McConnell gives this quiz to every participant in his estimation course. The results are pictured in the chart below.

He offers this analysis of the data:

For the test takers whose results are shown in the figure, the average number of correct answers is 2.8. Only 2 percent of quiz takers score 8 or more correct answers. No one has ever gotten 10 correct. I've concluded that most people's intuitive sense of "90% confident" is really comparable to something closer to "30% confident." Other studies have confirmed this basic finding (Zultner 1999, Jrgensen 2002).

Additionally, the few people who manage to get close to the goal of ~9 correct answers typically feel they did something wrong:

When I find the rare person who gets 7 or 8 answers correct, I ask "How did you get that many correct?" The typical response? "I made my ranges too wide."

My response is, "No, you didn't!

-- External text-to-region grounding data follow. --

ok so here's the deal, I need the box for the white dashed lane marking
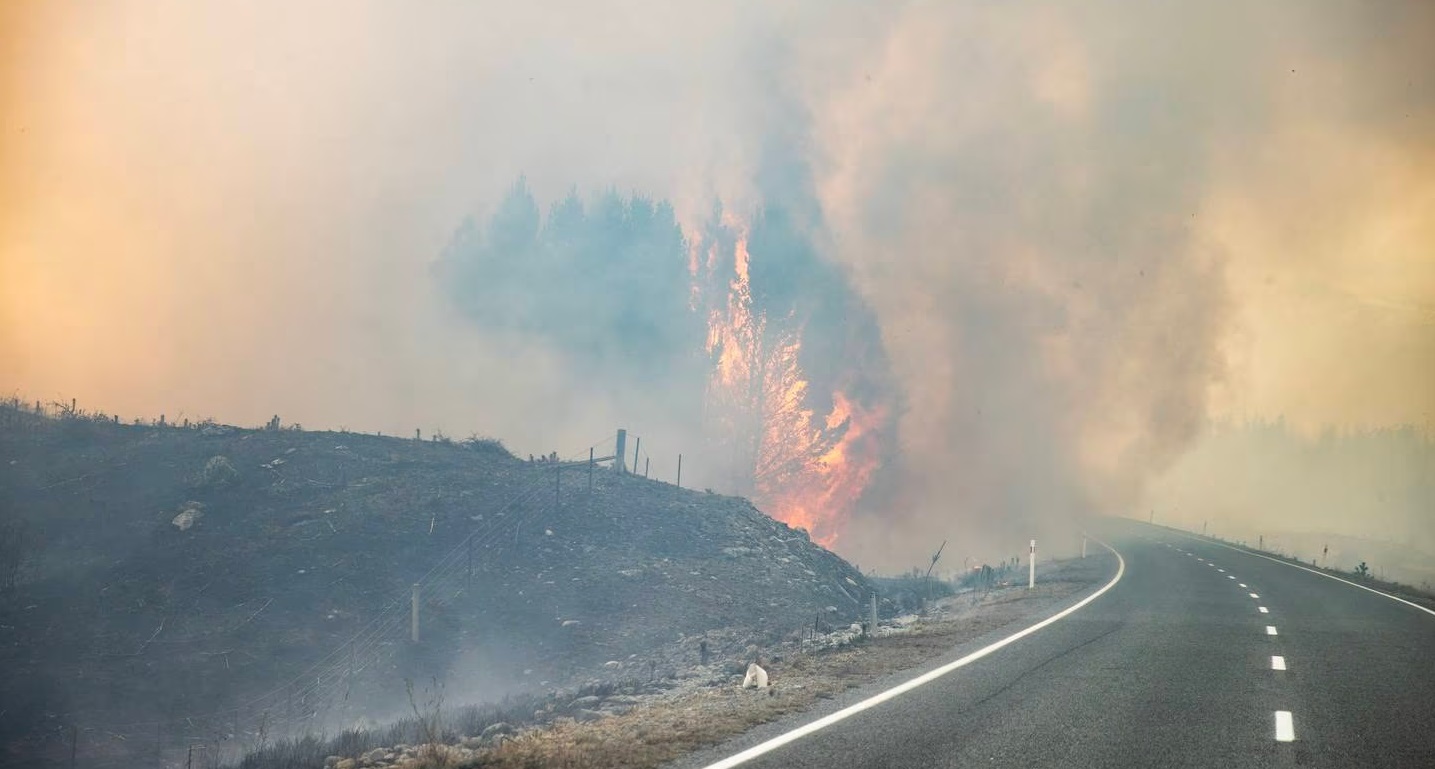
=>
[1275,711,1295,742]
[1157,534,1304,748]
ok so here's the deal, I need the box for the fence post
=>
[644,457,649,478]
[615,429,627,473]
[588,448,594,494]
[676,454,682,489]
[870,592,878,634]
[633,436,640,475]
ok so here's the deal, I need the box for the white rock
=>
[742,663,769,689]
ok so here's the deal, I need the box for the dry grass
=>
[464,581,1090,769]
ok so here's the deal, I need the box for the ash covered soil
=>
[271,556,1115,769]
[0,410,872,765]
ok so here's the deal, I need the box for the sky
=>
[2,0,1431,567]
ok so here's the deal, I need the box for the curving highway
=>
[677,518,1435,768]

You didn't make your ranges wide enough!" If you get only 7 or 8 correct, your ranges were still too narrow to include the correct answer as often as you should have.

We are conditioned to believe that estimates expressed as narrow ranges are more accurate than estimates expressed as wider ranges. We believe that wide ranges make us appear ignorant or incompetent. The opposite is usually the case.

So, what have we learned from this exercise?

  • When you ask someone for a range that provides 90% confidence, expect 30% confidence on average.
  • People are naturally hesitant to provide wide ranges – even when the confidence level requires a wide range to be accurate – because they feel that narrow estimates are a sign of a better estimate.

Narrow estimates are self-defeating, but unfortunately they are human nature. Unless you have specific data that supports your narrow estimate, your estimate probably should be wider than you made it.